Since two-place relations cannot be used, most of modern mathematics is outside the possible subjects of Aristotelian logic, although practically all mathematical statements are timeless.

In the light of these findings, the broad adoption of Aristoteles' logic in Western European theology and philosophy could be judged an impediment to reasoning about practically any non-trivial subject.

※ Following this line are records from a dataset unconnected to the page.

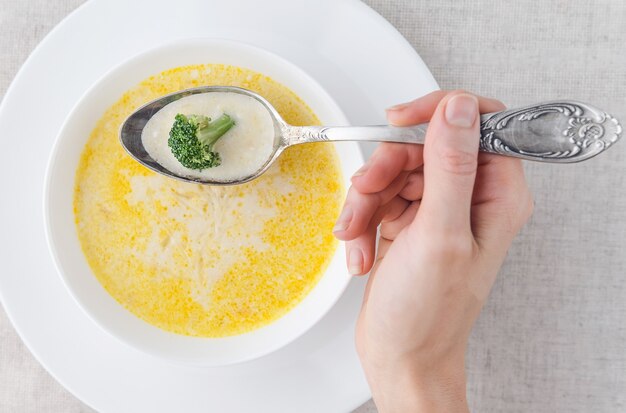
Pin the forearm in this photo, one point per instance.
(403, 389)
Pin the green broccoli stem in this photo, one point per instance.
(214, 130)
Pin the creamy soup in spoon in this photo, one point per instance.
(244, 149)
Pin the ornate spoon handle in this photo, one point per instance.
(558, 131)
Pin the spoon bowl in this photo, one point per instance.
(557, 132)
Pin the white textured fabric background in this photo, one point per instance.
(553, 336)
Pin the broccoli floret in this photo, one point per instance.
(192, 138)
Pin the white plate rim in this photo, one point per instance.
(18, 79)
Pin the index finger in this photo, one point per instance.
(390, 159)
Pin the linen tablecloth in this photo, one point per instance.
(553, 335)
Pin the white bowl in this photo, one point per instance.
(61, 230)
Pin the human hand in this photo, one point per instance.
(448, 216)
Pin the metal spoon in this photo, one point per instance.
(556, 131)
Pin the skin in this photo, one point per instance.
(444, 217)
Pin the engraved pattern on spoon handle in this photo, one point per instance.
(558, 132)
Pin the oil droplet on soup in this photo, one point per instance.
(200, 260)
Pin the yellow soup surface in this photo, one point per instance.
(200, 260)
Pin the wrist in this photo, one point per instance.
(404, 387)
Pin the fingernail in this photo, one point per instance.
(343, 222)
(363, 169)
(355, 261)
(398, 107)
(462, 110)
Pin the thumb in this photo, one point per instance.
(450, 162)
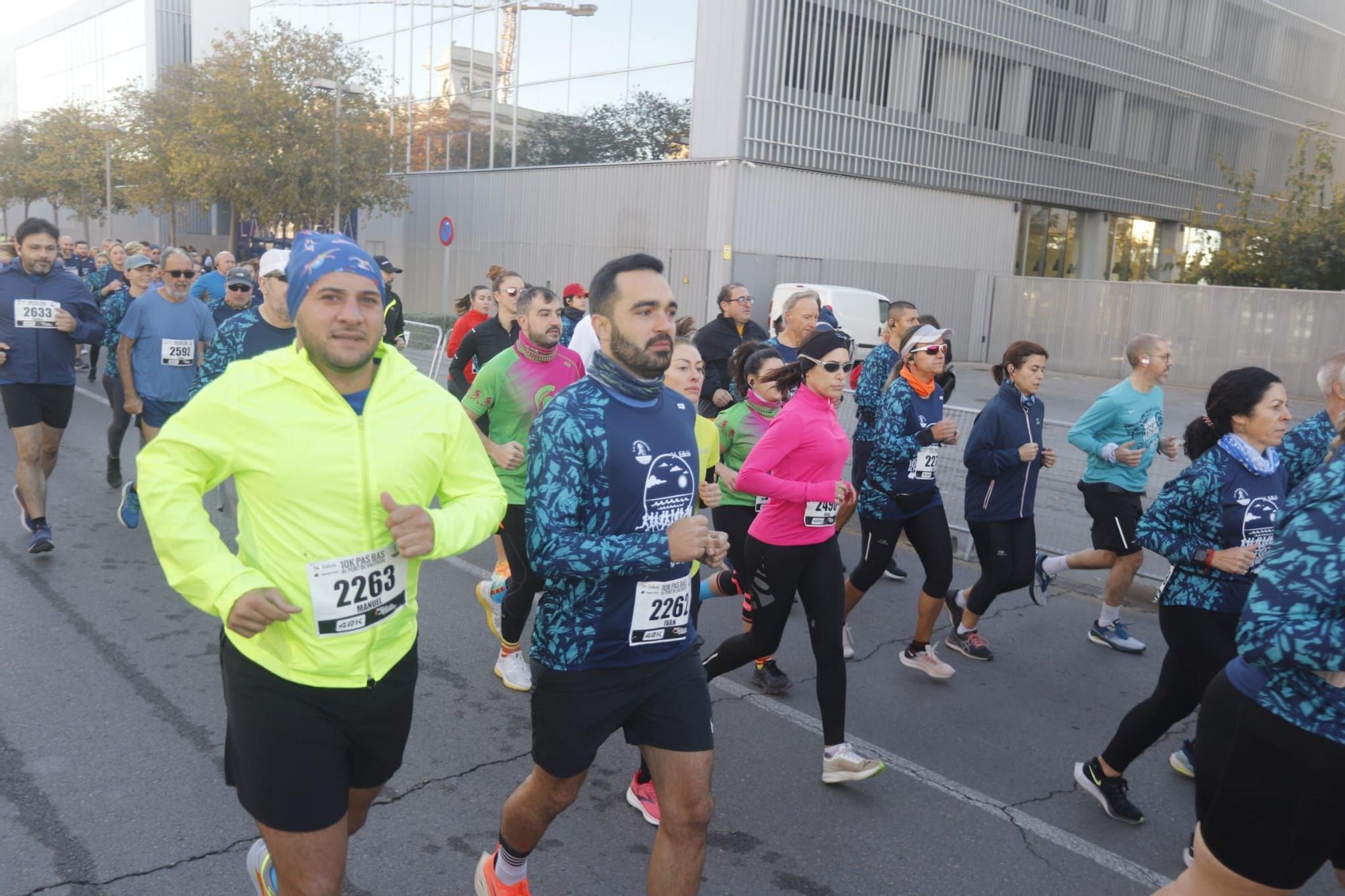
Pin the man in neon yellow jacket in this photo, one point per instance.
(319, 603)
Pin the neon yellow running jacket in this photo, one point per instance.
(310, 477)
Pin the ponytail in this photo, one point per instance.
(1235, 393)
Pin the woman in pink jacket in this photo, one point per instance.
(792, 548)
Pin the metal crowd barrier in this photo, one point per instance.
(424, 348)
(1061, 520)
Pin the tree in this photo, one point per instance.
(1291, 240)
(21, 175)
(72, 140)
(646, 127)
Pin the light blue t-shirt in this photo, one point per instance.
(1121, 415)
(167, 334)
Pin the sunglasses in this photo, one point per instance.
(832, 366)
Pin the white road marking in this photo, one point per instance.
(995, 807)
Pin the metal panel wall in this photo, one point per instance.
(1086, 325)
(1114, 106)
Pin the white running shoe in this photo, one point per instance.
(929, 662)
(514, 671)
(848, 766)
(492, 607)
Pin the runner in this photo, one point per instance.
(576, 306)
(492, 337)
(900, 493)
(742, 425)
(318, 655)
(1004, 459)
(473, 309)
(1272, 727)
(611, 486)
(141, 272)
(793, 548)
(801, 317)
(1121, 434)
(254, 331)
(1215, 524)
(868, 399)
(239, 296)
(395, 318)
(685, 376)
(162, 338)
(44, 315)
(719, 339)
(484, 342)
(512, 389)
(1307, 444)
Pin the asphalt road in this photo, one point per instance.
(112, 725)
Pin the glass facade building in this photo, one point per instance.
(505, 85)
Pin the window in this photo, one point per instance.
(1062, 108)
(1048, 243)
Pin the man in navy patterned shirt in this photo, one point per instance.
(611, 528)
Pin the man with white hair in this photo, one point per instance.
(1307, 444)
(210, 287)
(256, 330)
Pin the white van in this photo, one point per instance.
(860, 313)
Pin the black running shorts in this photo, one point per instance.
(664, 704)
(1270, 797)
(30, 404)
(1116, 516)
(294, 751)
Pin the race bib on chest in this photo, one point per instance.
(36, 313)
(357, 592)
(662, 612)
(926, 464)
(178, 353)
(821, 513)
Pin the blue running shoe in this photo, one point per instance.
(1116, 637)
(128, 512)
(1040, 581)
(41, 541)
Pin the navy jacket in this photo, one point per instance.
(1000, 486)
(45, 354)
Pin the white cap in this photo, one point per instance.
(274, 261)
(923, 337)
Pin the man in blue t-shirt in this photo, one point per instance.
(613, 530)
(163, 338)
(1121, 434)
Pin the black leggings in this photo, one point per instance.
(929, 534)
(1007, 551)
(120, 419)
(817, 576)
(524, 583)
(1200, 643)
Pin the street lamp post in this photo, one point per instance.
(340, 89)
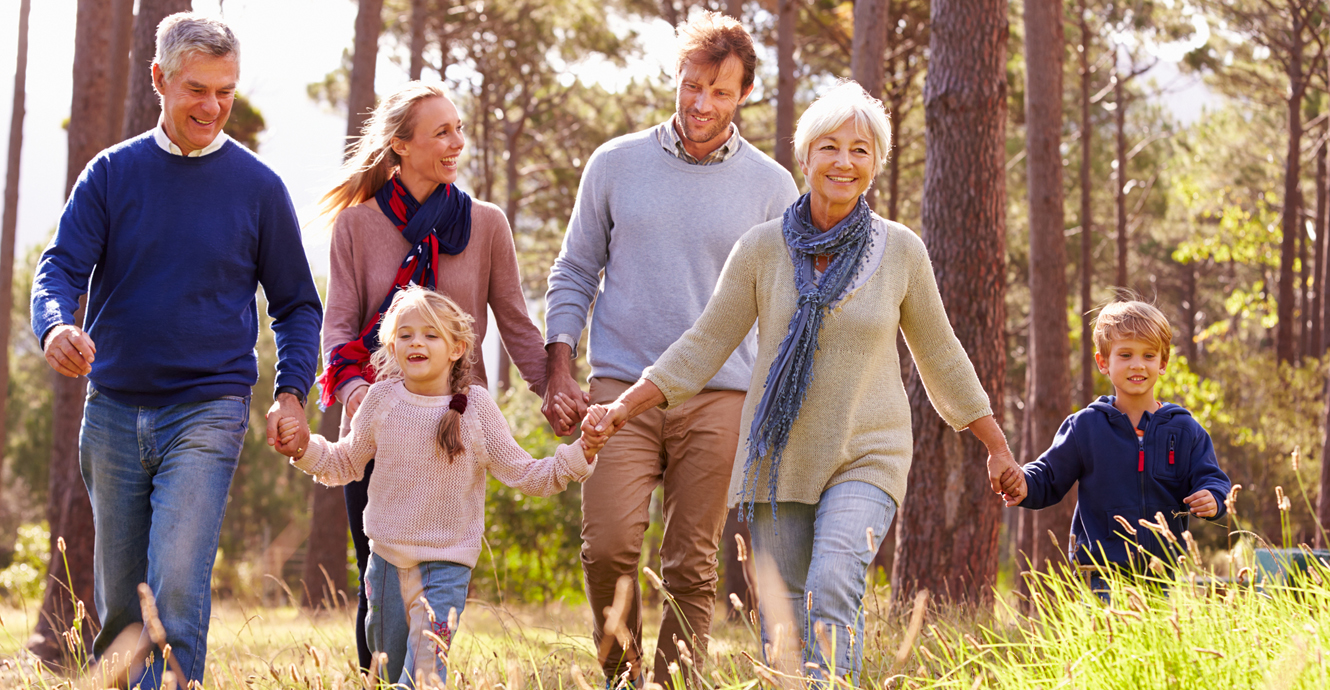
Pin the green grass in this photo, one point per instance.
(1195, 633)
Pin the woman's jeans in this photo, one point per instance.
(398, 618)
(822, 555)
(158, 479)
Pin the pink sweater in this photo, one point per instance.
(366, 253)
(422, 505)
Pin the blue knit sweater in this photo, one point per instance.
(176, 249)
(1121, 473)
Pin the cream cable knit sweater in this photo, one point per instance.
(854, 424)
(423, 507)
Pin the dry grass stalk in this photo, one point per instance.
(921, 606)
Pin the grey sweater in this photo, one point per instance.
(660, 229)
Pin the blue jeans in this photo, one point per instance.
(398, 620)
(158, 479)
(822, 553)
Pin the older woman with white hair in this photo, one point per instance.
(826, 416)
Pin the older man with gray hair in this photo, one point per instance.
(170, 234)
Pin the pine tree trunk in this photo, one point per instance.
(867, 53)
(947, 539)
(359, 99)
(1050, 400)
(1087, 217)
(142, 109)
(8, 226)
(786, 12)
(1318, 347)
(418, 40)
(1285, 339)
(1120, 176)
(325, 560)
(68, 508)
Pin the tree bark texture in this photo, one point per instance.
(947, 539)
(9, 222)
(867, 53)
(1285, 345)
(325, 560)
(142, 109)
(359, 100)
(1120, 176)
(786, 13)
(1318, 261)
(1050, 382)
(68, 508)
(418, 39)
(1087, 267)
(121, 40)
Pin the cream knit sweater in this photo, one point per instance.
(423, 507)
(854, 424)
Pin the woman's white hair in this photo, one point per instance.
(846, 100)
(185, 32)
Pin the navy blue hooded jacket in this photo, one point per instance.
(1121, 473)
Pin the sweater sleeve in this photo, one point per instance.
(514, 465)
(68, 261)
(947, 374)
(1206, 473)
(728, 318)
(293, 302)
(1052, 475)
(337, 463)
(520, 337)
(575, 278)
(343, 313)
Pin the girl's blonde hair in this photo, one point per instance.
(446, 317)
(371, 160)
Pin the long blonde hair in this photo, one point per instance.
(373, 160)
(446, 317)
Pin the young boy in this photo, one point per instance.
(1132, 455)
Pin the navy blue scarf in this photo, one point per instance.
(792, 371)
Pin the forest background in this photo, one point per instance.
(1100, 186)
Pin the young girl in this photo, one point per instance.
(432, 438)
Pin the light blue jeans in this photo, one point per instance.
(822, 555)
(158, 479)
(398, 620)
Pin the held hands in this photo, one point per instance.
(69, 351)
(1202, 504)
(287, 412)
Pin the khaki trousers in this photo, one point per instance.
(690, 451)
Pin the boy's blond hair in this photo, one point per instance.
(1135, 321)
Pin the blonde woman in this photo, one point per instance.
(400, 220)
(826, 414)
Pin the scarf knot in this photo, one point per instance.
(440, 224)
(792, 371)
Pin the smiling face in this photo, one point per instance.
(1133, 366)
(197, 100)
(838, 169)
(430, 156)
(705, 103)
(424, 354)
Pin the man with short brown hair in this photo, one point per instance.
(657, 213)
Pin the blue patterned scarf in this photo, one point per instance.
(792, 370)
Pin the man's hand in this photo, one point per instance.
(69, 351)
(287, 407)
(1007, 479)
(353, 402)
(1202, 504)
(565, 403)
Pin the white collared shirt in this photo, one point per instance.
(169, 146)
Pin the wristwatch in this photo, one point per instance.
(297, 392)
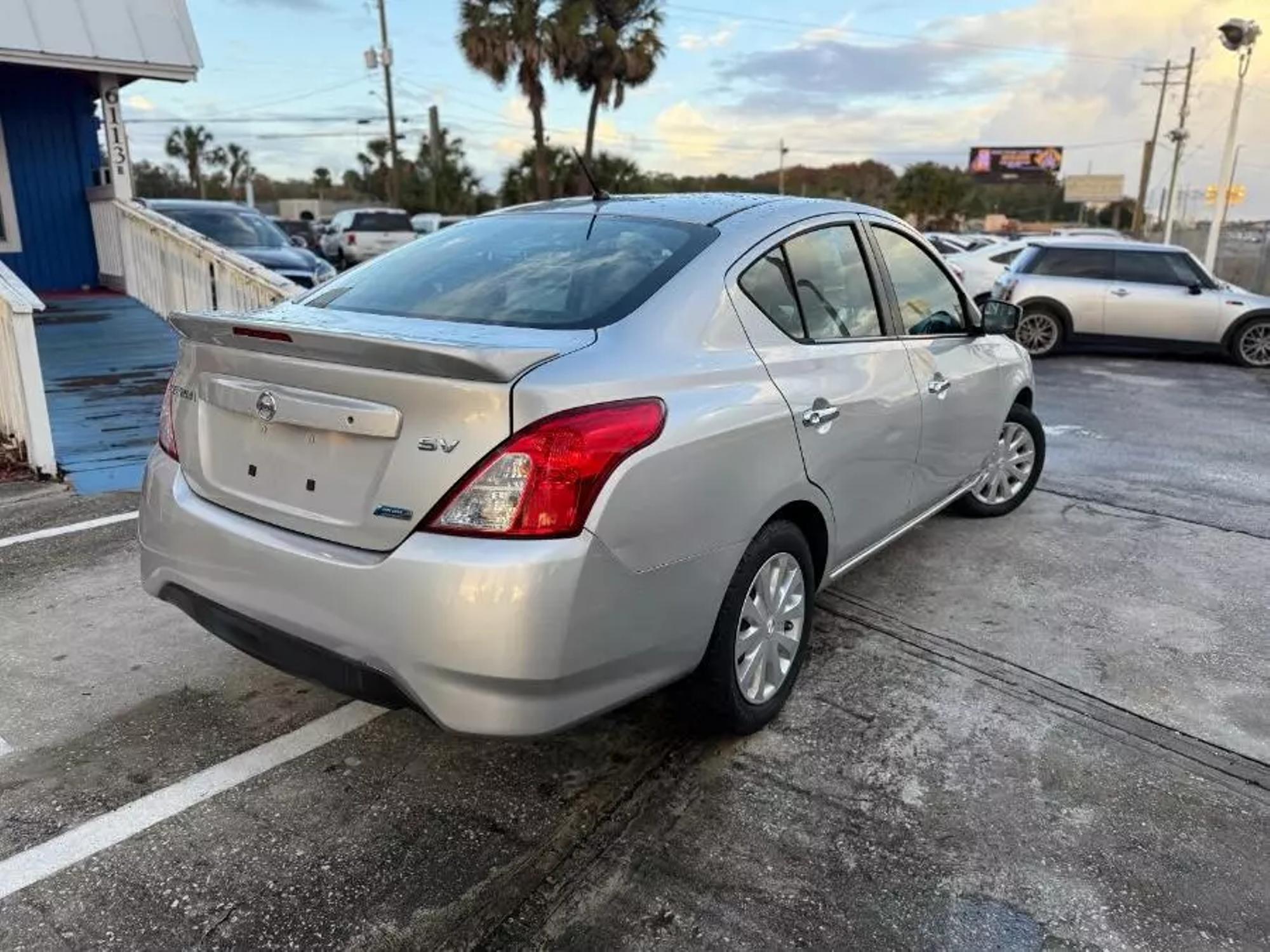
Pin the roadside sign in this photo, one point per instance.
(1093, 188)
(1015, 163)
(1238, 195)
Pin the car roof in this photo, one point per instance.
(1094, 244)
(194, 204)
(694, 208)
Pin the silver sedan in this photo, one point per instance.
(552, 459)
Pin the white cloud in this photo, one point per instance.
(697, 43)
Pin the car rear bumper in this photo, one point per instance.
(505, 638)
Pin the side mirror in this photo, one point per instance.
(1000, 317)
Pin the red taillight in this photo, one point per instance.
(543, 482)
(167, 422)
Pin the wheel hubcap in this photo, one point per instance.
(770, 629)
(1255, 346)
(1009, 466)
(1038, 333)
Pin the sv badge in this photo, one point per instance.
(431, 445)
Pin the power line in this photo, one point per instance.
(773, 22)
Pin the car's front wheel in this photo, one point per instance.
(1013, 469)
(761, 635)
(1252, 343)
(1041, 331)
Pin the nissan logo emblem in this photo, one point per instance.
(266, 407)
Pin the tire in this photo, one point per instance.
(1039, 332)
(990, 498)
(1250, 347)
(716, 689)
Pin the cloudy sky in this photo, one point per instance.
(900, 82)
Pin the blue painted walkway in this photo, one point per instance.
(106, 361)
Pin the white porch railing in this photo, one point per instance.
(23, 412)
(168, 267)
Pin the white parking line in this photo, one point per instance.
(67, 530)
(40, 863)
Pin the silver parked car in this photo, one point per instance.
(552, 459)
(1133, 293)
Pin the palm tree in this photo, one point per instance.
(237, 163)
(192, 147)
(500, 36)
(617, 48)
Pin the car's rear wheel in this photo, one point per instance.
(1041, 331)
(1252, 343)
(1013, 470)
(761, 635)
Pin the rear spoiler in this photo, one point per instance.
(407, 345)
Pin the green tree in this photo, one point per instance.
(932, 192)
(194, 147)
(501, 36)
(608, 46)
(237, 163)
(521, 181)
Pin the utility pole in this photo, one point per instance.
(1227, 177)
(1149, 150)
(1179, 140)
(387, 63)
(436, 157)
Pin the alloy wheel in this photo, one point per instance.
(1009, 466)
(1255, 346)
(770, 630)
(1038, 332)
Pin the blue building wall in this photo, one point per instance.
(50, 131)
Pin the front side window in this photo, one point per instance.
(1074, 263)
(769, 285)
(929, 300)
(832, 284)
(524, 270)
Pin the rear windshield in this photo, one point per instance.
(382, 221)
(524, 270)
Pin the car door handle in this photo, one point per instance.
(820, 416)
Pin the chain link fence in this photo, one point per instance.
(1243, 257)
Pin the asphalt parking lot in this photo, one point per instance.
(1048, 732)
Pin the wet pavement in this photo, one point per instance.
(1041, 733)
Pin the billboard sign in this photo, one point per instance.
(1015, 164)
(1094, 190)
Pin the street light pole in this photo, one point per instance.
(1179, 139)
(1227, 178)
(387, 63)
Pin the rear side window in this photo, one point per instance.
(524, 270)
(1074, 263)
(1155, 268)
(769, 285)
(382, 221)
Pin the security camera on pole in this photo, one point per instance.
(1238, 36)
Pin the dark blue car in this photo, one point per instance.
(250, 234)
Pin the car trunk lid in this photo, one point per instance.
(342, 426)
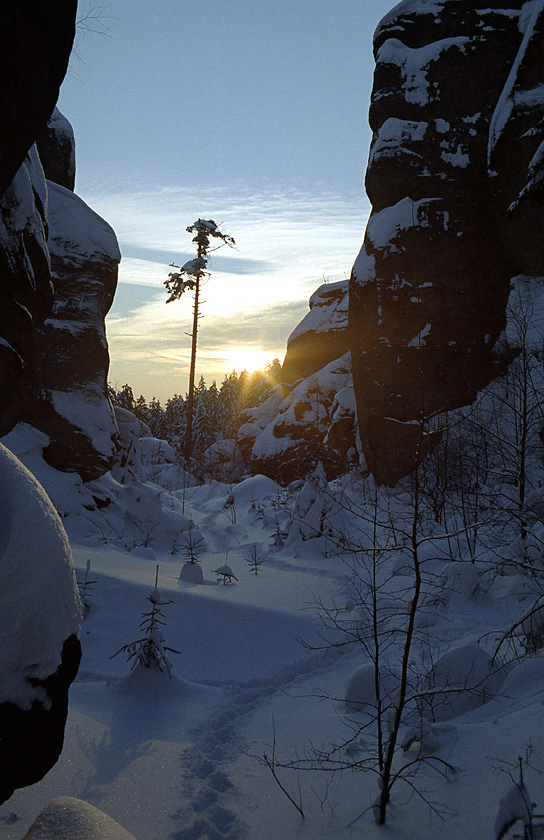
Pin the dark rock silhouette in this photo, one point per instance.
(448, 228)
(69, 398)
(35, 43)
(67, 395)
(32, 738)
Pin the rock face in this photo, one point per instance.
(321, 336)
(292, 431)
(40, 607)
(57, 151)
(35, 43)
(67, 397)
(26, 291)
(449, 227)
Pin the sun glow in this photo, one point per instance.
(249, 358)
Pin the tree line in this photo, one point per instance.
(217, 410)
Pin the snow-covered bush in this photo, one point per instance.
(463, 679)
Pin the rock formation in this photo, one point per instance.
(67, 397)
(321, 336)
(26, 291)
(35, 43)
(449, 227)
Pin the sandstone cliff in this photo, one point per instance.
(454, 177)
(67, 397)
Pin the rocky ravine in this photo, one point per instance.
(455, 178)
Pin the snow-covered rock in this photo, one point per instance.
(321, 336)
(57, 150)
(26, 292)
(69, 400)
(67, 818)
(39, 619)
(429, 289)
(292, 443)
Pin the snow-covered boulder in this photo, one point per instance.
(69, 399)
(67, 818)
(290, 446)
(429, 289)
(35, 43)
(26, 292)
(191, 573)
(321, 337)
(57, 151)
(39, 618)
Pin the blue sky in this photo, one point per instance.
(248, 112)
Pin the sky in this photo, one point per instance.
(247, 112)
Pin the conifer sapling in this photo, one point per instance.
(149, 651)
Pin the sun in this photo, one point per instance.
(249, 358)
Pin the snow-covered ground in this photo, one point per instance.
(181, 758)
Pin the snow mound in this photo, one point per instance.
(191, 573)
(67, 818)
(463, 679)
(39, 604)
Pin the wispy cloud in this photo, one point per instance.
(288, 242)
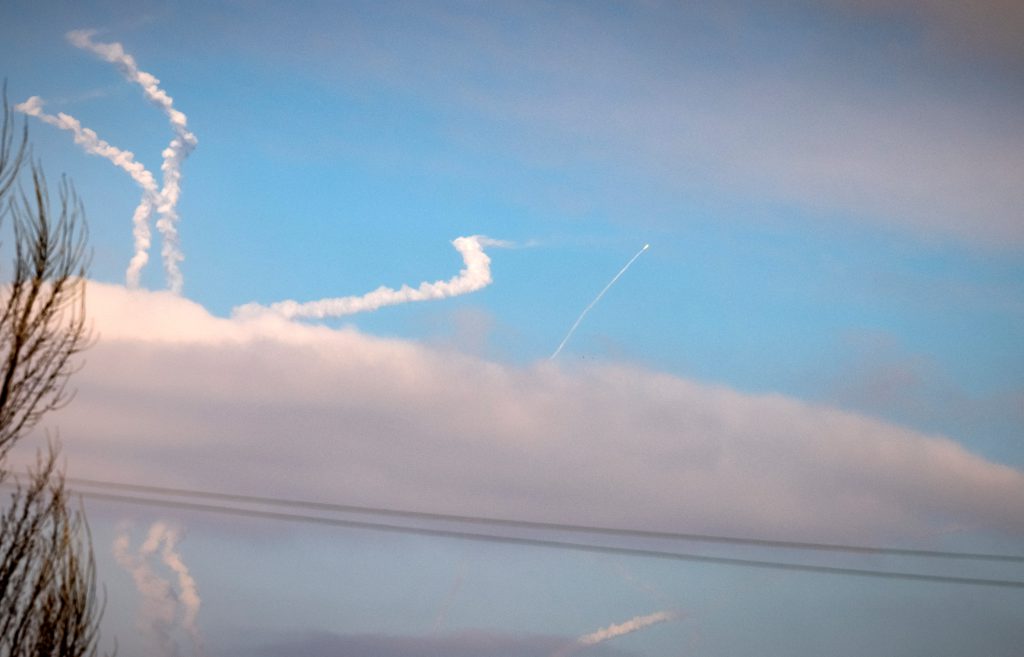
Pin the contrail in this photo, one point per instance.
(159, 612)
(475, 275)
(124, 160)
(593, 303)
(174, 155)
(631, 625)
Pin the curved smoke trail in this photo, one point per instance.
(174, 155)
(633, 624)
(475, 275)
(124, 160)
(594, 303)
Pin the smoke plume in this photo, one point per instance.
(475, 275)
(611, 631)
(174, 155)
(124, 160)
(159, 614)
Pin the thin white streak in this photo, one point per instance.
(594, 303)
(174, 155)
(475, 275)
(124, 160)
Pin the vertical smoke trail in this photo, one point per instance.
(159, 612)
(630, 626)
(475, 275)
(175, 154)
(594, 303)
(188, 593)
(156, 616)
(124, 160)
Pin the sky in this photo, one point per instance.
(350, 236)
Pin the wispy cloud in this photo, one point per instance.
(124, 160)
(475, 275)
(617, 629)
(395, 424)
(164, 607)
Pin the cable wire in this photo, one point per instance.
(526, 524)
(543, 542)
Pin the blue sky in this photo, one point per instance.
(833, 195)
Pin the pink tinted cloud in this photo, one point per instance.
(171, 395)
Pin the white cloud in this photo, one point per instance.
(171, 395)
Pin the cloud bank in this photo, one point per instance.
(170, 394)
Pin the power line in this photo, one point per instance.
(542, 542)
(526, 524)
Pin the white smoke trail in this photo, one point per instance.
(475, 275)
(594, 303)
(174, 155)
(159, 612)
(611, 631)
(627, 627)
(187, 592)
(124, 160)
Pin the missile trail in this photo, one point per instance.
(583, 314)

This may sound harsh, but it was remarked before by much more distinguished writers:

The doctrine of the individual independence of real facts is derived from the notion that the subject-predicate form of statement conveys a truth which is metaphysically ultimate. According to this view, an individual substance with its predicates constitutes the ultimate type of actuality. If there be one individual, the philosophy is monistic; if there be many individuals, the philosophy is pluralistic. With this metaphysical presupposition, the relations between individual substances constitute metaphysical nuisances: there is no place for them. Accordingly — in defiance of the most obvious deliverance of our intuitive 'prejudices' — every respectable philosophy of the subject-predicate type is monistic. The exclusive dominance of the substance-quality metaphysics was enormously promoted by the logical bias of the mediaeval period. It was retarded by the study of Plato and of Aristotle.
A.N.Whitehead, Process and Reality(1929), p. 137


Such investigations show very soon that traditional Aristotelian scholastic logic is quite inadequate for this purpose [of finding a constitutive theory].
Neurath, Carnap and Hahn in Wissenschaftliche Weltauffassung. Der Wiener Kreis (2012), F. Stadler.